Evan Calder Williams: T-1 at Artists Space

Ice, compromised vision, and colonial geography: These formed the conceptual scaffolding that supported Evan Calder Williams’ live essay, T-1, performed at Artists Space on July 21, 2015.[1] Despite the three subjects’ ostensibly divergent histories, Calder Williams wove them into a complex web that expanded into several narratives that highlighted epiphanic and unexpected connections. The dynamic multimedia event—comprising video, text, and images projected on perpendicular screens, and a narration by Calder Williams—made me resent the limitations of my binocular human vision. From where I sat, I could either blurrily see the two projections with my peripheral vision by aiming my eyes at the gap between the screens, or frantically switch my focus from one screen to the other, continually wishing my eyes could turn like those of a chameleon to 360-degree vision. The multisensory experience made me feel my perception was torn in opposite directions, like the cognitive cacophony of a passionately brainstorming mind.

Evan Calder Williams. T-1, 2015; performed at Artist Space on July 21, 2015.

Evan Calder Williams. T-1 (2015) (video still); two screen projection. Courtesy of the Artist.

To call the performance an essay is both fair and unfair.
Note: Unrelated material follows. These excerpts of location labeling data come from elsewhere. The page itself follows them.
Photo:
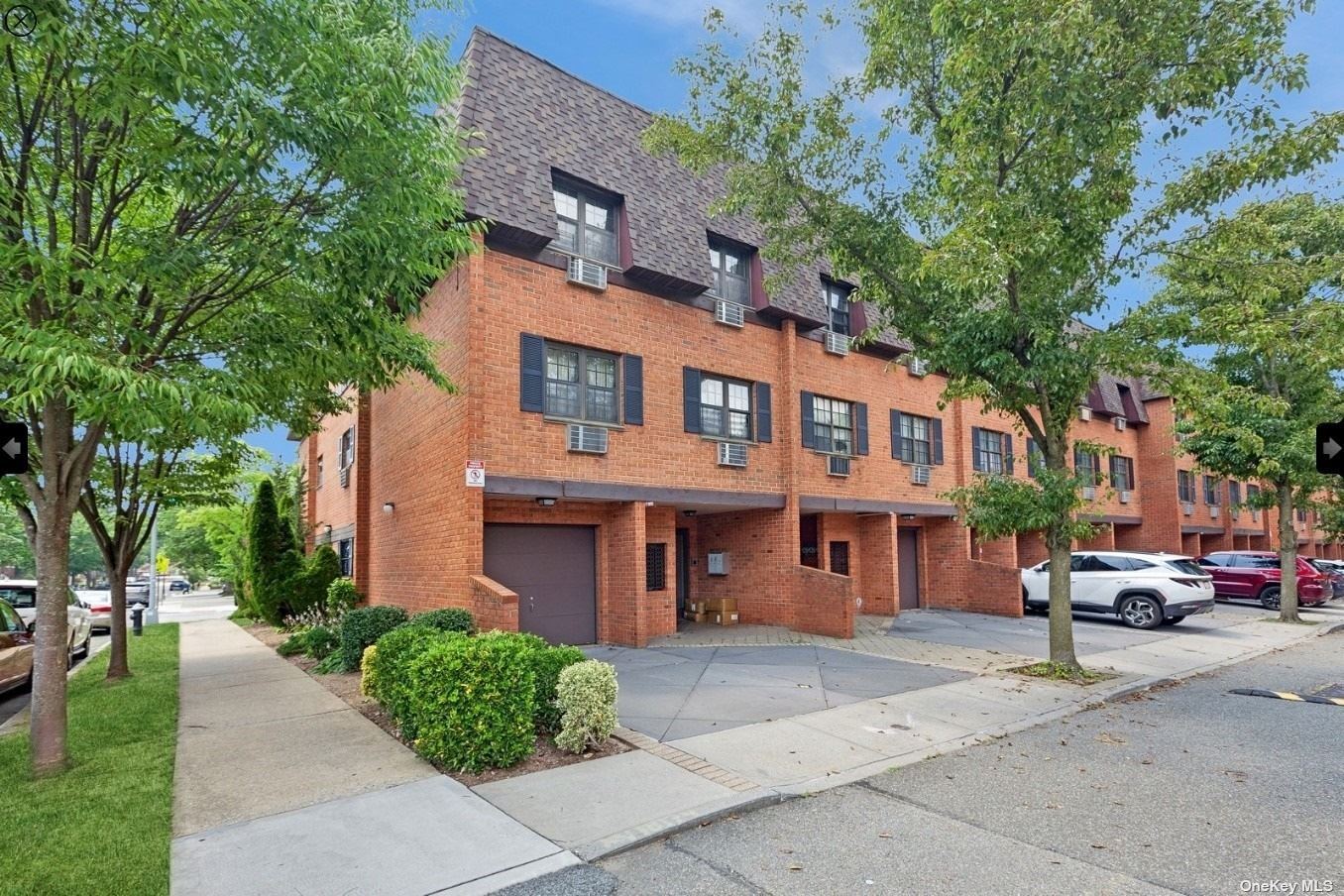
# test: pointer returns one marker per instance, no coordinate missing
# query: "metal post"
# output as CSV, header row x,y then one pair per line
x,y
154,573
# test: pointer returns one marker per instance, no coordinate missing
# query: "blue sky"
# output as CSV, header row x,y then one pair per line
x,y
629,48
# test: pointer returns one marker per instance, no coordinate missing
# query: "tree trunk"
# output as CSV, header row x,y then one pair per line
x,y
117,666
1061,601
1287,556
52,654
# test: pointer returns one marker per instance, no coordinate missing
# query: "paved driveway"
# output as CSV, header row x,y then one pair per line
x,y
1030,635
680,692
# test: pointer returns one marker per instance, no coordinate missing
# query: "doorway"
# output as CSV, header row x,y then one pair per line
x,y
907,567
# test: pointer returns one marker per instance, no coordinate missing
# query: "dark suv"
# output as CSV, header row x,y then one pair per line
x,y
1254,575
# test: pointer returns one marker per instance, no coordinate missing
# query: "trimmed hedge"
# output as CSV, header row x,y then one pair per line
x,y
471,702
446,619
363,627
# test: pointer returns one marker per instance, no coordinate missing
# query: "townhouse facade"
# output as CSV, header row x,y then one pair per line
x,y
640,422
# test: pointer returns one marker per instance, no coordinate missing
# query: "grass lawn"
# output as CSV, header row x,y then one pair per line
x,y
105,825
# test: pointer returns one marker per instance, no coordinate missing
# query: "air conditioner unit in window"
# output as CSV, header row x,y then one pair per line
x,y
588,439
588,273
728,313
732,454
Or, perhaps more importantly, it questions the history and potential future of a form so familiar to the literate world. If we consider the origin of the word essay, from the late-16th-century essai, meaning a trial or attempt, then T-1 was a live attempt. The spirit of experimentation and uncertainty associated with attempts and trials exemplifies the nature of Calder Williams’ performance; though the presentation was highly considered and intentional, it escaped the safety and finitude of sentences strung together on a page. Instead, T-1 opened itself up to an unexplored method of conveying information, becoming an expedition in search of new visual and sonic languages.

Throughout the performance, plump, white, slightly out-of-focus words faded in and out on the screen to the audience’s left. The transitions happened so slowly, and the window of legibility—when the new phrase was sufficiently visible and the old phrase sufficiently faded—was so brief that it prompted dizziness, as I snapped my head back and forth, trying to follow the unraveling narrative on the left while keeping up with the more rapid narrative on the right. On this right-hand screen, videos and images played in secession or were layered, accompanied by audio clips and Calder Williams’ voice as sonic elements, all punctuated by numbers delineating sections of varying duration.
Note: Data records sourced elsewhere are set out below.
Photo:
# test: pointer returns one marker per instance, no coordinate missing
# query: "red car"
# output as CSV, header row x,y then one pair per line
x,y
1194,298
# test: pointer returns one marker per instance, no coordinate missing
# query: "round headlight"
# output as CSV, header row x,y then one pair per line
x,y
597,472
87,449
Evan Calder Williams. T-1, 2015; performed at Artist Space on July 21, 2015.

Evan Calder Williams. T-1 (2015) (video still); two screen projection. Courtesy of the Artist.

With a tone that ranged from dark humor to ominous prophecy, Calder Williams led his audience down a circuitous path toward his elusive thesis. T-1 made connections between lab rats that had their eyes removed for behaviorism experiments, shipboard slaves who were blinded as a method of control, a ghost ship crewed by cannibalistic rats, and the essay’s namesake, T-1, an enormous Arctic island of ice classified as top secret by the U.S. Air Force that went mysteriously missing for several months. In addition to the main narrative, Calder Williams also entwined a series of quasi-tangential information and images, such as appropriated black-and-white film footage and a first-person perspective of a roller-coaster ride that seemed to hurl the viewer around and caused a sensation of physical disorientation. In another section of the performance, a video of tall cornstalks looming over the camera made a pun of the homophones maze and maize. Later, first-person, multiscreen video games portrayed search-and-rescue scenarios through labyrinthine, submarine interiors. With each reference—I mention only a fraction of all included—Calder Williams managed to wrangle the chaotically varied subjects, always linking them to the main narrative.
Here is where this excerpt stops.